NHibernate Deep Dive

This repo contains code samples originally prepared for an internal company presentation. Code samples are prepared in a form of unit tests, each presenting a particular aspect of NHibernate library. Tests are partitioned into categories covering major features of NHibernate

How to use the code?

Just run all the tests in the solution and browse the results. The names of tests are self-explanatory. You will need a database to run the samples. The code is pre-configured to run against a default local instance of Microsoft SQL Server 2008. It can be reconfigured, however, to run against any RDBMS supported by NHibernate.

The basics

The first thing you learn about NHibernate is that it supports basic CRUD (Create, Read, Update, Delete) operations.

All the examples are based on the same set of classes forming a simple domain model of customers and orders. There are customers each having a collection of orders. Orders can be categorized -- each order can be assigned 0 or more categories. Customers come in 2 flavors: there are preferred customers and bulk customers.

Inheritance

Inheritance is one the major cause of so-called Object-Relational Mismatch. Relational world does not have a concept of inheritance so it must be emulated on top of relational concepts like tables, primary and foreign keys and relations.

There are three primary strategies for implementing inheritance on top of relational store and all of them are fully supported by NHibernate. Each of them has both advantages and disadvantages so when in need of using inheritance, make a conscious decission.

Table per class hierarchy

This strategy is the simplest from the relational schema point of view. There is only one table for the whole inheritance hierarchy and it stores all the objects. The concrete classes of objects are stored in a column called discriminator column in a customizable form (an integral value, a name of even a fully qualified class name). Using one table to store all kinds of objects requires that columns specific to one concrete class are nullable. From relational purity point of view, this is of course a major drawback. On the other hand, using single table make polymorphic queries (queries for abstract classes, returning instances of various concrete classes) easy to implement and performant at runtime (no joins required).

Table per class

This strategy uses one table for each class in the hierarchy, no matter if the class is abstract or concrete. The effect is, when searching for objects of particular class, at least 2 (parent and child) tables must be joined to obtain a complete result set. If the inheritance chain is longer then 2 elements, there would be more joins. This obviously complicates greatly implementing polymorphic queries. To be fair, table per class hierarchy has also some advantages. The most notable is it results in an elegant relational model which can be easily understood by itself.

Table per concrete class

This is a compromise between the former two strategies. It uses a distinct table for each concrete (leaf) class in the inheritance tree. If retains some advantages of table per hierarchy (polymorphic queries are relatively simple, requiring only UNION SQL clause) while resulting in a fairly clean (no nullable columns) relational model.

Second level cache

Second level cache is one of the most powerful (and distinguishing) features of NHibernate yet is it also one of the least known. What is it? Second level cache allows to share object instances between NHibernate sessions. Once objects are loaded into memory, they are available for all threads without need to go to database.

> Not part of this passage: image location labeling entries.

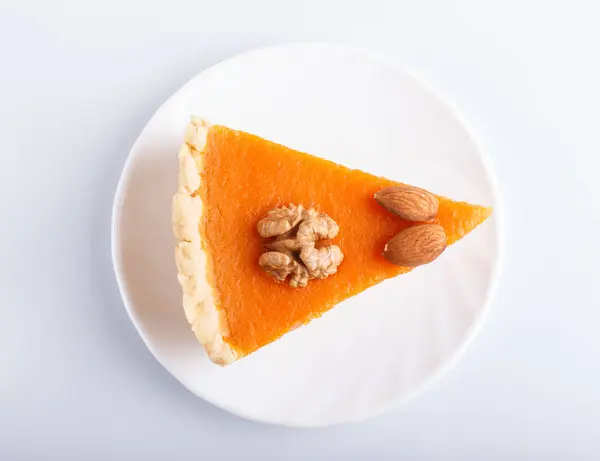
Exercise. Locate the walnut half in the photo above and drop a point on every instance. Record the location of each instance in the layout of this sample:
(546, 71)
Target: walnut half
(294, 231)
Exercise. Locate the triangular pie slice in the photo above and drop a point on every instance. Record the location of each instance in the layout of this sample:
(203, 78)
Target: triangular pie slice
(228, 181)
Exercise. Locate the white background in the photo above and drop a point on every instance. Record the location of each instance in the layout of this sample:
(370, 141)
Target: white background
(78, 81)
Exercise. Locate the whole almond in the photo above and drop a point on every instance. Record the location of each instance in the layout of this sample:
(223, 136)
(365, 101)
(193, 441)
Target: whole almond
(408, 202)
(416, 245)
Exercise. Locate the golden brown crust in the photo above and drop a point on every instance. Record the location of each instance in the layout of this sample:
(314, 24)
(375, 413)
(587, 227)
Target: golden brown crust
(207, 321)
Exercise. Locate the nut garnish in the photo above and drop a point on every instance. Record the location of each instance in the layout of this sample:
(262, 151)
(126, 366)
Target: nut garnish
(293, 252)
(416, 245)
(408, 202)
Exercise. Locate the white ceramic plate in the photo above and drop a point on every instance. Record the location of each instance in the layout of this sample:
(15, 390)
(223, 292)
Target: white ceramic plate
(375, 349)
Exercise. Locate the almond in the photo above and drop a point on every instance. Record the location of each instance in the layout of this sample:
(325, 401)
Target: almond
(408, 202)
(416, 245)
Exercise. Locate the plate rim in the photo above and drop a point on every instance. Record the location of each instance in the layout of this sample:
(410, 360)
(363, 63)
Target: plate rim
(479, 319)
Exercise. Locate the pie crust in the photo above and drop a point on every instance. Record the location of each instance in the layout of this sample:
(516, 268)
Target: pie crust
(208, 322)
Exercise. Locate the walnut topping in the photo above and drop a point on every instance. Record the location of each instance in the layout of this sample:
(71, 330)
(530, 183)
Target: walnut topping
(292, 251)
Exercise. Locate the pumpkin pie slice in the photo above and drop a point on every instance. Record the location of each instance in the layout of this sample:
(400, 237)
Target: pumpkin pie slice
(228, 182)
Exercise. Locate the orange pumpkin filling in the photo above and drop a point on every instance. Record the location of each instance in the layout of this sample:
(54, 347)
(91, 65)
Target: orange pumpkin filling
(244, 177)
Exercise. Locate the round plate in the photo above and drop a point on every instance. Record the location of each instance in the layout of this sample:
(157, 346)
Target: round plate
(373, 350)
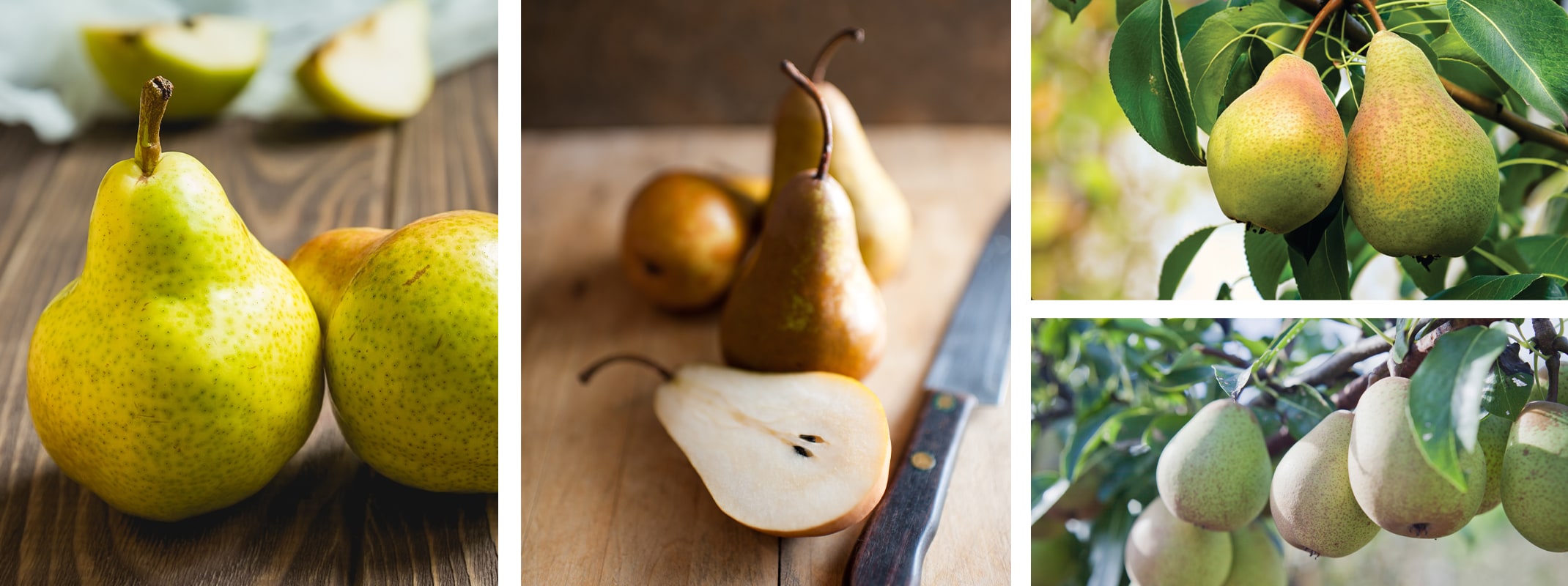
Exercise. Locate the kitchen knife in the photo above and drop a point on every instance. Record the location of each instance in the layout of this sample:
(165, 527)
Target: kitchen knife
(968, 368)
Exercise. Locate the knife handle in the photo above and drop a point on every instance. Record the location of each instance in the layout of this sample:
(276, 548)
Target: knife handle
(892, 546)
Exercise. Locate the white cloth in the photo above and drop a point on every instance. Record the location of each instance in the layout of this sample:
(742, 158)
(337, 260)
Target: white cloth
(48, 81)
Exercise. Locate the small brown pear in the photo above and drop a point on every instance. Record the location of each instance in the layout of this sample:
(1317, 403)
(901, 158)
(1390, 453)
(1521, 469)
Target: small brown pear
(807, 303)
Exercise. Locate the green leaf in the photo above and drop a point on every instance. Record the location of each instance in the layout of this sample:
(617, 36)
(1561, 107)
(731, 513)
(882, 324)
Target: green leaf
(1266, 259)
(1446, 392)
(1512, 381)
(1147, 79)
(1189, 21)
(1503, 287)
(1547, 254)
(1213, 53)
(1085, 436)
(1525, 42)
(1325, 273)
(1107, 543)
(1178, 259)
(1071, 7)
(1126, 7)
(1426, 278)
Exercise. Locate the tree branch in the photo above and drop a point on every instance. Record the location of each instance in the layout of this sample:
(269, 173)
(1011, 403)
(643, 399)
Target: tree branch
(1357, 37)
(1547, 344)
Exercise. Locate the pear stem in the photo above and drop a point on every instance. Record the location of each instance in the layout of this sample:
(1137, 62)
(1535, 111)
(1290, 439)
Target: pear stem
(822, 107)
(1357, 37)
(1377, 21)
(595, 367)
(1323, 16)
(154, 100)
(819, 68)
(1547, 344)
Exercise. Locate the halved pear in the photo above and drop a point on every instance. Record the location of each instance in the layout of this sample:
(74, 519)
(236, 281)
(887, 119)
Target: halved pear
(209, 57)
(792, 455)
(375, 71)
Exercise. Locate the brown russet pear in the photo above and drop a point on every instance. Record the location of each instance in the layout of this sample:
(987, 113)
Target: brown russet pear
(881, 217)
(807, 303)
(792, 455)
(1167, 550)
(182, 368)
(1257, 558)
(1216, 470)
(684, 239)
(1277, 154)
(1536, 475)
(1312, 500)
(1391, 478)
(410, 320)
(1421, 176)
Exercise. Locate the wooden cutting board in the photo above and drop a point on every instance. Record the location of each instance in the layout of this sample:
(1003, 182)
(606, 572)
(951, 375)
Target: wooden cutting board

For second level cache to work, it must be explicitly enable. Two additional requirements must also be met, namely:

  • A session must not use custom-provided connection
  • All updates must be performed inside an explicitly opened NHibernate transaction (ITransaction)

Entity cache

The entity cache stores whole entities (objects). Objects in cache are reachable by their IDs so the roundtrip to database is saved only when searching by ID. Otherwise, a lookup in the database is performed, but the actual entities are retrieved from cache. Entity cache must be enabled explicitly in the mapping file for each entity type that is going to be cached.

Collection cache

The collection cache stores identifiers (and only identifiers) of objects contained in collections referenced by other objects. When hydrating a parent object from database, if its collection is cached, IDs of child objects are retrieved from the cache and NHibernate retrieves the child objects one by one from the database. This means that enabling collection cache can actually degrade performance instead of boosting it.

What you want to do is probably enable also entity caching for objects contained in the cached collection. Only this way the whole collection (both object IDs and their data) will be stored in memory and a database roundtrip will be saved.

Query cache

The query cache works similar to the collection cache -- it also stores only identifiers of objects returned by a query. For query cache to work, it must be enabled globally (on Configuration object) and then locally for each query that is to be cached.

The same performance problem applies to query cache also. If used without caching actual entities, it can degrade performance significantly.

Concurrency

NHibernate offers several concurrency handling strategies.They can be broken down into two well-known categories: optimistic and pessimistic concurrency.

Optimistic concurrency (simple)

This strategy uses all known (after loading an entity into memory) field values as version information. When issuing an update, all the original field values are appended to the where clause of update statement. This results in performing actual update only if no single field in the database has changed its value since the object has been loaded. NHibernate checks the number of affected rows and if it is zero (meaning where clause returned no results -- the data has changed) it throws a StaleObjectStateException.

Notice that (like in case of any other exception thrown by session object) a session that has encountered a version conflict becomes unusable and needs to be disposed immediately (and possibly replaced by a new one).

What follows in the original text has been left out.